An excerpt from Steve Small’s book, ‘Mind the Gap’; impressions of his arrival in India and Poona and doing the Enlightenment Intensive.
October 1977, Bombay (later Mumbai) Airport
The sky is so much bigger here. This is my first impression as we disembark from our charter plane at Bombay airport and smell the moist atmosphere of late monsoon season. Before we set foot off the steps from the plane, I sense an intense heat coming off the runway tarmac, even though dawn has not yet broken. Then again, overwhelming all other impressions is that sky. Even at night its Prussian-blue canopy is so vast compared to England. Meanwhile, a thousand scattered yellow stars whisper down to me, Where have you been all this time, what took you so long?
We have left behind a declining, fractured England, strewn with spiky-haired punks, which within two years will see a new Tory Prime Minister quote St. Francis of Assisi on the steps of 10 Downing Street, before proceeding to smash the country apart. Happily oblivious to this future prospect, Rajan and I are already forming a bond like Araldite, stronger than the materials it joins.
The Maharashtra terrain is flat for about a mile either side of the tracks, until majestic peaks appear in the hazy distance.
“Hey, look at those hills!” Rajan keeps exclaiming. “I dreamed of them last night.
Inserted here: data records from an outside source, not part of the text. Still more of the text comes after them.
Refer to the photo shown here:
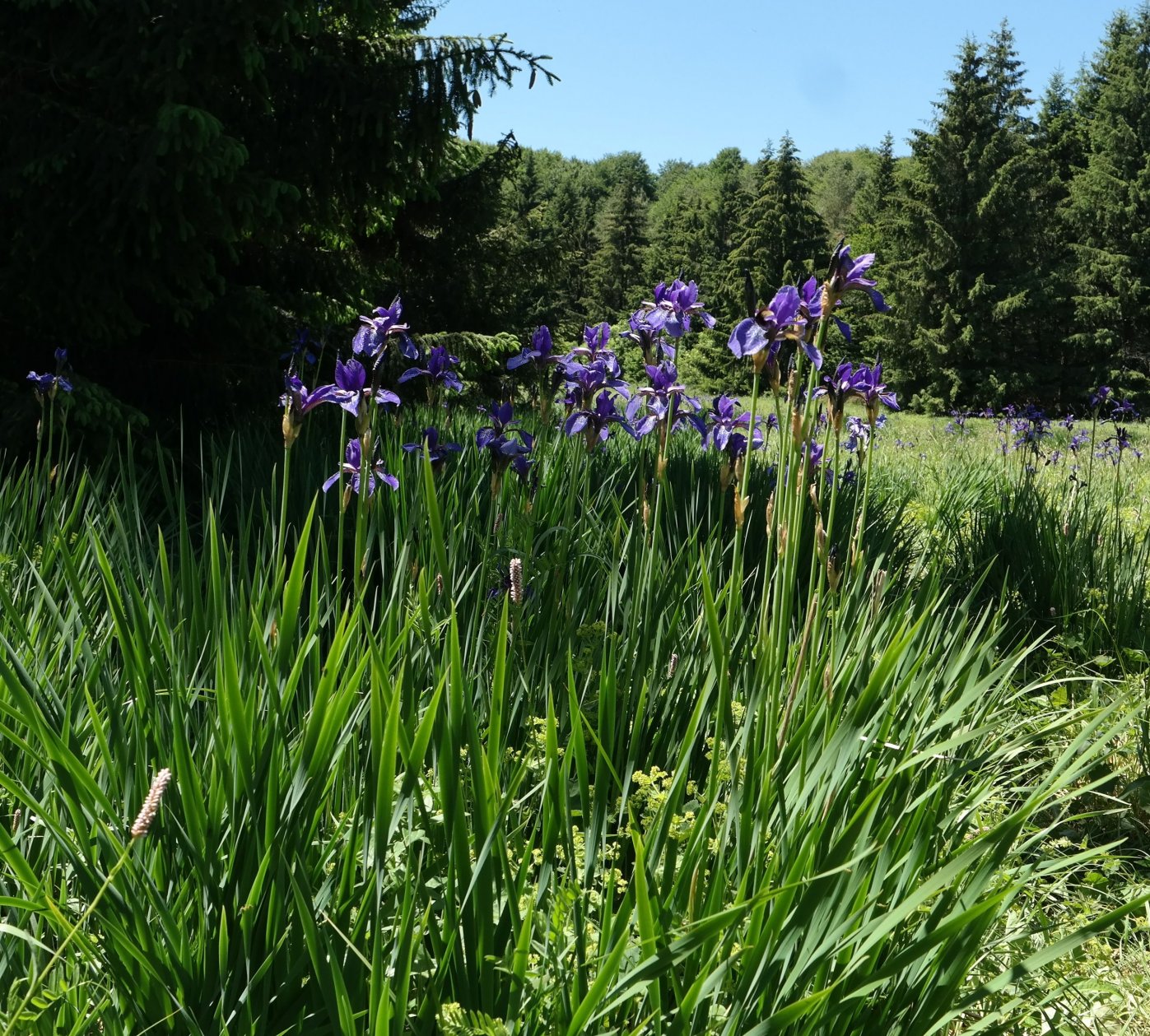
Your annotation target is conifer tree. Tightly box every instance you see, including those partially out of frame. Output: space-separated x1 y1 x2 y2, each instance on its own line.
726 136 826 300
890 23 1042 407
1069 6 1150 400
586 153 654 319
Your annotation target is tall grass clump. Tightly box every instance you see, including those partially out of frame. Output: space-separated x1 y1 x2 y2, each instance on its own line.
0 253 1145 1036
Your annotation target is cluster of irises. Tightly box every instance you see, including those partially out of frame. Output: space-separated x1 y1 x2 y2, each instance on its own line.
507 255 898 501
944 385 1142 472
281 245 898 508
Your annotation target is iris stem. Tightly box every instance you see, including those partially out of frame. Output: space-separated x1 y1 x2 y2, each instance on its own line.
272 445 291 587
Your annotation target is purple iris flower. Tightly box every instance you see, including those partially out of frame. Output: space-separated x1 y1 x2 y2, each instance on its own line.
843 416 871 453
562 354 631 409
727 284 822 371
1106 399 1138 420
622 309 675 364
814 364 864 431
399 345 463 392
475 402 533 458
324 437 399 497
26 347 72 405
826 244 890 313
403 428 463 469
570 321 615 361
321 356 367 417
564 392 638 449
626 360 698 436
279 328 319 367
643 277 715 338
854 359 899 425
507 324 562 370
26 370 72 399
1095 425 1142 465
279 374 339 419
352 295 419 365
690 393 779 451
510 453 538 485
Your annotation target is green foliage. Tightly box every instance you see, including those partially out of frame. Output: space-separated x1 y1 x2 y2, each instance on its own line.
727 136 826 304
0 358 1144 1036
1069 6 1150 402
0 0 551 411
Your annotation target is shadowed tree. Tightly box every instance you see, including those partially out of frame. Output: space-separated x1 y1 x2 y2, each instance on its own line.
0 0 550 420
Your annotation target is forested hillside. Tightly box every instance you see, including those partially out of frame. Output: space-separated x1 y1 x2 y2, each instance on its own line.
0 3 1150 419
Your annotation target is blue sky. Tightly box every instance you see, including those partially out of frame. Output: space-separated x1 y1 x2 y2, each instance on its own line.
428 0 1135 170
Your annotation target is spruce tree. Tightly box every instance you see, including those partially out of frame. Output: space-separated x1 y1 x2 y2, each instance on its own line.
726 134 826 300
586 153 654 321
1069 7 1150 392
1033 72 1096 409
887 24 1043 408
0 0 550 413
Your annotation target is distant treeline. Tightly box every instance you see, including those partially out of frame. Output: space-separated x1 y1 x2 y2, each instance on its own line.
425 7 1150 409
0 0 1150 432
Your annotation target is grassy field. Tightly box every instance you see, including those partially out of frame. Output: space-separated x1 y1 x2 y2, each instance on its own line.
0 374 1150 1036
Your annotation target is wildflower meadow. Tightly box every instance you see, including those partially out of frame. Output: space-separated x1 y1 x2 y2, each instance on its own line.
7 243 1150 1036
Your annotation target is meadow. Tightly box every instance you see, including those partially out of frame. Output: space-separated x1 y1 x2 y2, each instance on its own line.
0 266 1150 1036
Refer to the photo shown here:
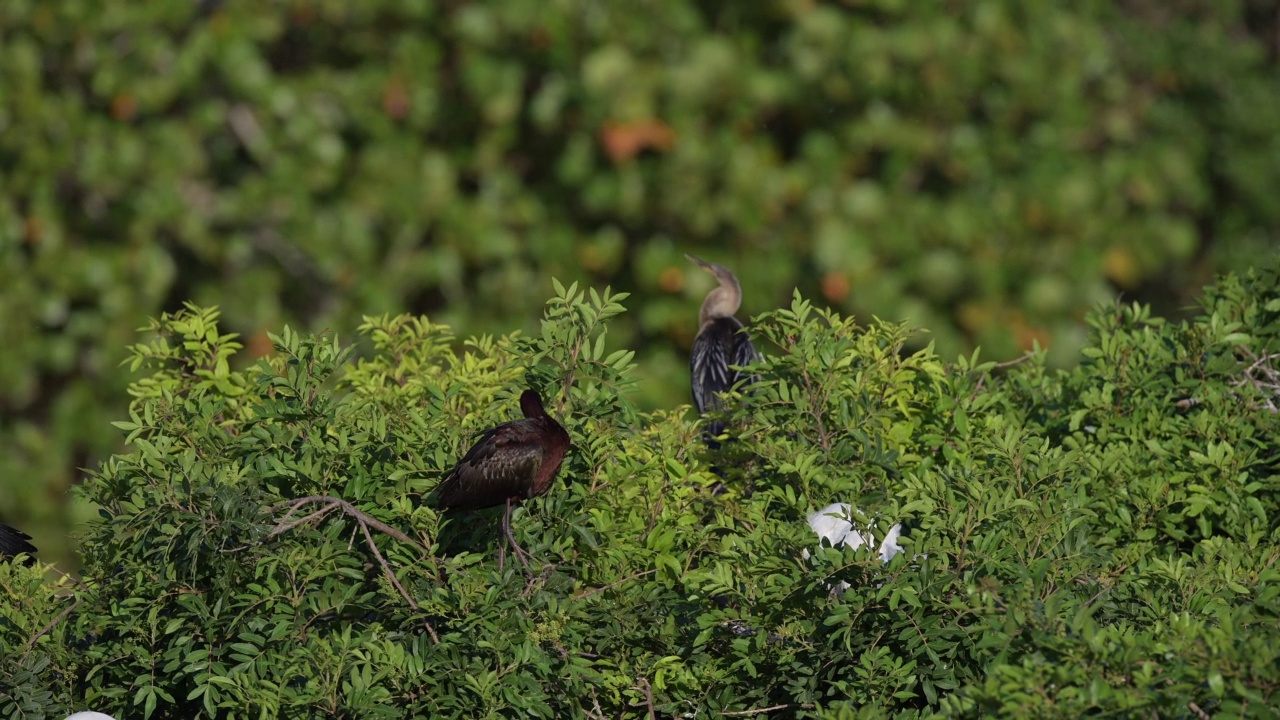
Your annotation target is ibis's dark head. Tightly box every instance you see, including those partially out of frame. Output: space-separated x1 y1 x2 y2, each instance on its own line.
685 252 742 322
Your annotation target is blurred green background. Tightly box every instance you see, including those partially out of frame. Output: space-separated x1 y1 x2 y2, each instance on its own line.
0 0 1280 561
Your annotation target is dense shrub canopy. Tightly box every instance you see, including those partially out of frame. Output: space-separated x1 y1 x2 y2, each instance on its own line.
0 274 1280 719
0 0 1280 556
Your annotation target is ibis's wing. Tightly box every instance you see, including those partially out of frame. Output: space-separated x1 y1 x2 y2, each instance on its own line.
436 420 545 510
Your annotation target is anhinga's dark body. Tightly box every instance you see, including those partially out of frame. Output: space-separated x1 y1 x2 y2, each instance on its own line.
0 524 36 566
685 255 755 437
435 389 568 565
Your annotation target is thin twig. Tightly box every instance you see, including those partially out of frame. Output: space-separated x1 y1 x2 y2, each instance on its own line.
721 702 813 717
266 495 440 643
573 568 658 600
640 676 658 720
22 597 82 655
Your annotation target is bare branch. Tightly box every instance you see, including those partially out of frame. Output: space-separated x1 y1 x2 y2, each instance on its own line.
721 702 813 717
573 569 658 600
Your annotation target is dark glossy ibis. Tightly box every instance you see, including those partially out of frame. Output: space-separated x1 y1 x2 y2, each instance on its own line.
0 524 36 566
435 389 568 568
685 254 756 437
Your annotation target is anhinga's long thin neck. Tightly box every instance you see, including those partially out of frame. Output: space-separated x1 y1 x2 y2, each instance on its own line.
698 270 742 327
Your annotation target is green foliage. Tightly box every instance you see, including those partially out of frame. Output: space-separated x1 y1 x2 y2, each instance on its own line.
0 0 1280 557
0 273 1280 719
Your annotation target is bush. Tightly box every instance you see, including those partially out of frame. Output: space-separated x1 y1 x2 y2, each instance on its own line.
0 0 1280 557
0 274 1280 717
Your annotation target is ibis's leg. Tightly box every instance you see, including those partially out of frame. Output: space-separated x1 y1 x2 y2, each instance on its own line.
498 498 529 570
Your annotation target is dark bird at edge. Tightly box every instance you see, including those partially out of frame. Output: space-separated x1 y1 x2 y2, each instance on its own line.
0 524 36 568
685 254 756 438
435 389 570 568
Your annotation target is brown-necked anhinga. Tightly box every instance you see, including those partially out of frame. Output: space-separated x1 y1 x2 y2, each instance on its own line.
685 254 756 438
0 523 36 566
435 389 570 568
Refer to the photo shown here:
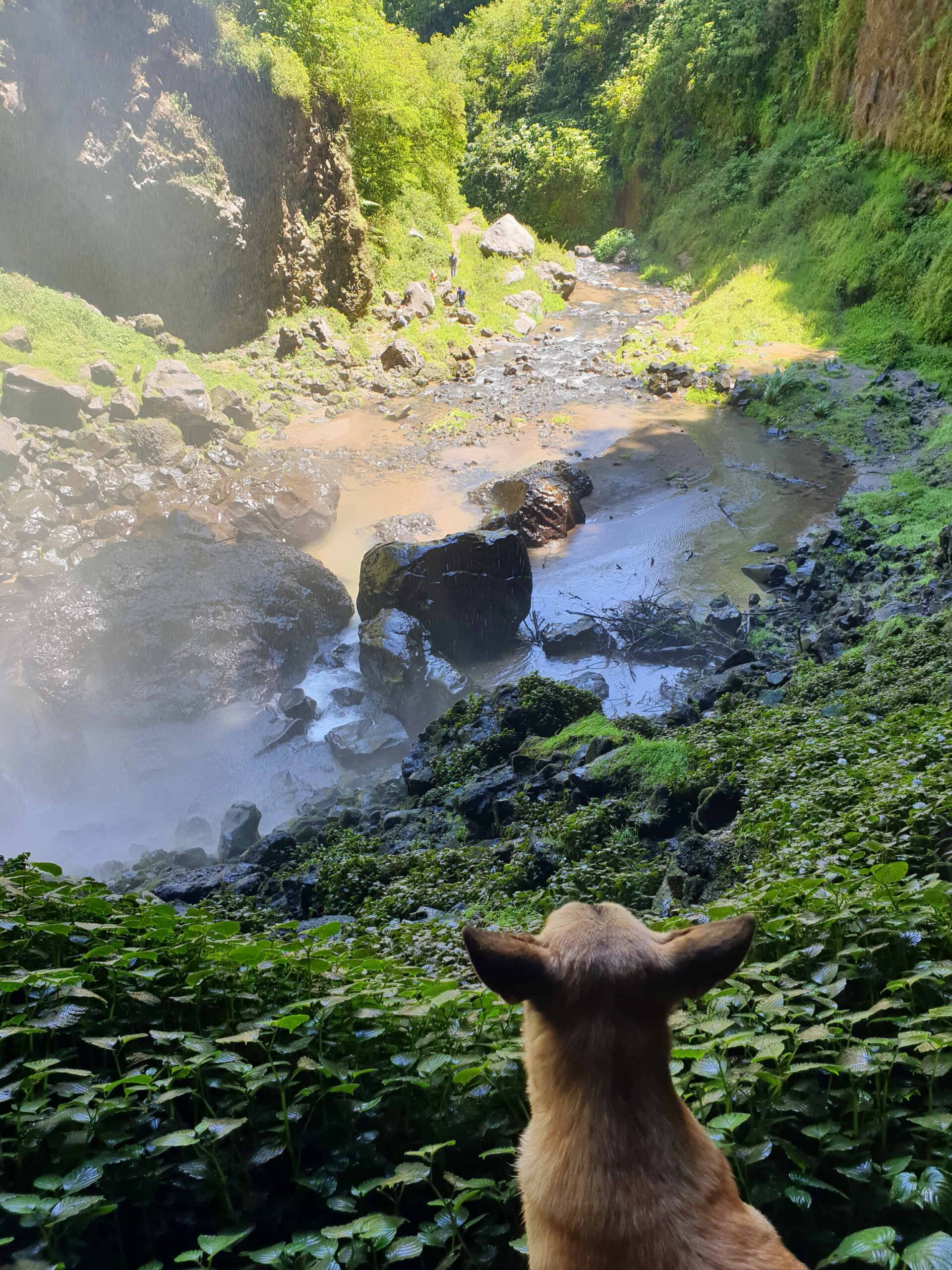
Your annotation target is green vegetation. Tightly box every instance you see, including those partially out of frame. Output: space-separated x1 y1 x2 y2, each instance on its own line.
0 269 260 400
0 617 952 1270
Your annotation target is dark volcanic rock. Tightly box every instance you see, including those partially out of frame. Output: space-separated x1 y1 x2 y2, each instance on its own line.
218 803 261 864
470 458 592 547
25 536 353 717
0 366 89 432
357 530 532 651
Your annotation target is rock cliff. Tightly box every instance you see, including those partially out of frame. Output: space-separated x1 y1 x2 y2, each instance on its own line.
0 0 371 351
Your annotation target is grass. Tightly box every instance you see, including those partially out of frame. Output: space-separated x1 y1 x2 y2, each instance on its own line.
589 737 696 791
523 711 625 758
0 270 260 400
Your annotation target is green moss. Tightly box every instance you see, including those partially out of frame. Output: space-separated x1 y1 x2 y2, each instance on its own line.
0 270 260 400
589 737 697 791
523 710 625 758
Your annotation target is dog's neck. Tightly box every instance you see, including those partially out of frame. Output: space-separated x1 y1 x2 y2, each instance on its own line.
523 1006 691 1171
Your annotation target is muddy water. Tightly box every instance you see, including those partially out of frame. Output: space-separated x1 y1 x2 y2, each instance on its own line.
0 269 850 870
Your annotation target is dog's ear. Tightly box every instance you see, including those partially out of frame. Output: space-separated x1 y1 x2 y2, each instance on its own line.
661 913 757 1000
463 926 552 1006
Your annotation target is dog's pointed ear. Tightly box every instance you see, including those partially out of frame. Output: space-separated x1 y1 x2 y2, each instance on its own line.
661 913 757 1000
463 926 552 1006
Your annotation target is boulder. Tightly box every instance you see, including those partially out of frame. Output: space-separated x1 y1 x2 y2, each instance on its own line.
542 617 612 657
0 415 20 480
325 714 410 769
25 531 353 720
278 689 317 723
89 357 119 388
400 282 437 318
503 291 542 316
216 449 340 546
109 388 140 423
208 383 255 432
0 366 89 432
569 671 610 701
125 419 188 467
0 326 33 353
379 339 425 375
470 458 593 547
532 260 579 300
218 803 261 864
140 358 217 446
360 608 470 730
357 530 532 651
480 212 536 260
152 861 264 904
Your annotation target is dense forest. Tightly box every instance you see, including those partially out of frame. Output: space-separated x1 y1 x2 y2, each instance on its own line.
0 0 952 1270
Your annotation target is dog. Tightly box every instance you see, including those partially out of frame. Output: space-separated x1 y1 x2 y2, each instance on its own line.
463 904 806 1270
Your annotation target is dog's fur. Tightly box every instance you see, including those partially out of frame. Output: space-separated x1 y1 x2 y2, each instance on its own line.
463 904 806 1270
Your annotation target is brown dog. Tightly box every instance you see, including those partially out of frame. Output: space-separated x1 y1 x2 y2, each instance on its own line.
463 904 806 1270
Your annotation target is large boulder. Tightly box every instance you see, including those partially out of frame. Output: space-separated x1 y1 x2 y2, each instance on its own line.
0 366 89 432
325 714 410 771
140 357 217 446
25 517 353 719
480 212 536 260
215 449 340 546
360 608 470 730
379 339 425 375
357 530 532 653
532 260 579 300
470 458 593 547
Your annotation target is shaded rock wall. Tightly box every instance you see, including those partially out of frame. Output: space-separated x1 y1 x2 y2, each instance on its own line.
0 0 371 351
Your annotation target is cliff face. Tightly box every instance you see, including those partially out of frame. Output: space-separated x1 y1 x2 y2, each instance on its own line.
850 0 952 161
0 0 371 351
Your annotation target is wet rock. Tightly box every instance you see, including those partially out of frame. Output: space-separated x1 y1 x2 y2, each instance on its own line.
379 339 425 375
154 861 264 904
109 388 138 423
325 714 410 769
532 260 579 300
567 671 610 701
25 531 353 719
129 314 165 339
125 419 186 467
357 530 532 651
278 689 317 723
372 512 437 542
542 617 612 657
480 212 536 259
89 357 119 388
242 829 297 874
0 366 89 432
0 326 33 353
740 560 788 590
470 458 592 547
140 358 216 446
208 383 255 432
216 449 340 546
692 781 743 833
274 326 304 361
0 415 20 480
218 803 261 864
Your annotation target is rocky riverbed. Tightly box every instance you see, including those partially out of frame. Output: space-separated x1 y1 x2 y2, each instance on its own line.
0 251 939 879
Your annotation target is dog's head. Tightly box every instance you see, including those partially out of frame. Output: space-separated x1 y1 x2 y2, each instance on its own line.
463 904 754 1014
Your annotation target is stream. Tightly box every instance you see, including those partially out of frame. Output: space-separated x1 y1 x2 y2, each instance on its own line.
0 263 853 870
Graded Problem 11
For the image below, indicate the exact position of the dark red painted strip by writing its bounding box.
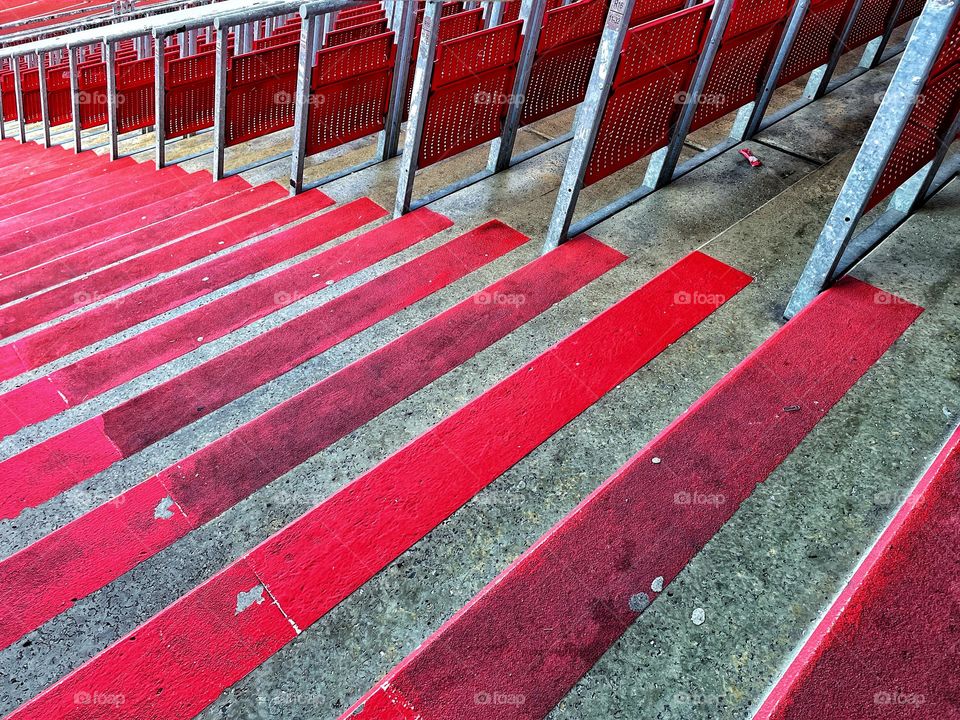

Look! They’re exactly as I envisioned them.”
But I can’t look where he’s pointing, as tears fill my eyes, flowing from a certainty that I have been here before. It is all so very unfamiliar, yet intuitively familiar from a previous lifetime. All human life plays itself out, both in and between the stations, which for some people provide their only reliable source of water and indeed living quarters. I can even see one person in a chair, some distance from the track, getting a shave with a white barber’s towel around his neck.
Before the train even comes to a halt in any station, thirteen-year-old vendors press against its windows, proffering metal trays filled with sweets and soft drinks, crying out their Marathi variants of London street-market calls. The words sound primal, so potent when you didn’t know their meaning. Coins and refreshments change hands through open windows and, meanwhile, an elderly blind man with a ravaged face is led through the carriages by a small boy aged ten or eleven. The old man sings a loud, off-key dirge, possibly an old folk or religious song, which to my ears is as movingly lyrical as it is excruciating. Several people throw loose change into the boy’s bowl, either in appreciation or quite possibly to hasten the duo away to the next carriage.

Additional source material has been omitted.